Comment: Re:To curb terrorism (Score 1) 219

by Trepidity (#48839989) Attached to: European Countries Seek Sweeping New Powers To Curb Terrorism

Islam is opposed to the separation of church and state.

Eh, and so is Christianity generally. So much so that we do not even have separation of church and state in Denmark: the Church of Denmark is the official state church, which is written into the Constitution. There is freedom of conscience and worship, but one religion (Lutheran Protestant Christianity) is officially established, while the others are (according to the Constitution) merely tolerated, allowed to worship as they wish "provided that nothing at variance with good morals or public order shall be taught or done" (section 67).

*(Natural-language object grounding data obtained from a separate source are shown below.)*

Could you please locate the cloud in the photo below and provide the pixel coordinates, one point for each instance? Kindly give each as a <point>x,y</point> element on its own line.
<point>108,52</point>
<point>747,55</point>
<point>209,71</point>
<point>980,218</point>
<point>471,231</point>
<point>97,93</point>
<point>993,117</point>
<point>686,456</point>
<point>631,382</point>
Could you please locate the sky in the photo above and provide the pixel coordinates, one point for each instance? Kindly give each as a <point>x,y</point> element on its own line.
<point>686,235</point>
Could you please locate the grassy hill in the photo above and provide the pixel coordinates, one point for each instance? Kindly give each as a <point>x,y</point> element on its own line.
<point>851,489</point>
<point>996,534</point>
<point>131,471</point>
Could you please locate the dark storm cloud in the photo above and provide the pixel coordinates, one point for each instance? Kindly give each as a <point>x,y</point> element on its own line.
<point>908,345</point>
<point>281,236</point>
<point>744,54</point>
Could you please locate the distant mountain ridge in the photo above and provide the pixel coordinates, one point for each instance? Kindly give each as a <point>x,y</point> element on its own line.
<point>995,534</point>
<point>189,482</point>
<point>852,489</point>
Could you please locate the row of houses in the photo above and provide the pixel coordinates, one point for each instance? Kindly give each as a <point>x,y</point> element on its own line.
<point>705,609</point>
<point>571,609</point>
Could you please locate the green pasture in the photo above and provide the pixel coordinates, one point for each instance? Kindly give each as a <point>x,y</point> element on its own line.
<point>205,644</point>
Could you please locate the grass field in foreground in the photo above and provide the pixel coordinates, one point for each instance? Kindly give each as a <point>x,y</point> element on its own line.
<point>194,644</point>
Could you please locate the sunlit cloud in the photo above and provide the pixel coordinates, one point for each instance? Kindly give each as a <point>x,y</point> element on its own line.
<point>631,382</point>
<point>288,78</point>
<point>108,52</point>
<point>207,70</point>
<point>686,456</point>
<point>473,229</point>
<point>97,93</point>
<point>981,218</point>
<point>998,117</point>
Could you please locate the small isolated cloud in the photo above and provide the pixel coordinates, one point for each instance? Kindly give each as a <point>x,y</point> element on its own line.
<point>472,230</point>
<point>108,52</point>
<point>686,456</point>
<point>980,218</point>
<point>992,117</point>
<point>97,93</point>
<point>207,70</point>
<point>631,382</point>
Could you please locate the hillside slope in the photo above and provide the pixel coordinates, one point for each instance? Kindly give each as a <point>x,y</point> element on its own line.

Of course, in practice the church has lost almost all of its power in a gradual reform process spanning the past few decades. But I don't see this as some bit fundamental disagreement between Christianity and Islam, more a practical issue of which parts of each religion are dominant and what kinds of political power they have. In the current era, the temporal power of Christian theocrats is waning, so they are no longer much of a practical threat. But not because Christianity is doctrinally particularly great. Christian conservatives simply lost the political battle; if some things had turned out differently, they might have won, or at least come to more of a stalemate. But they didn't.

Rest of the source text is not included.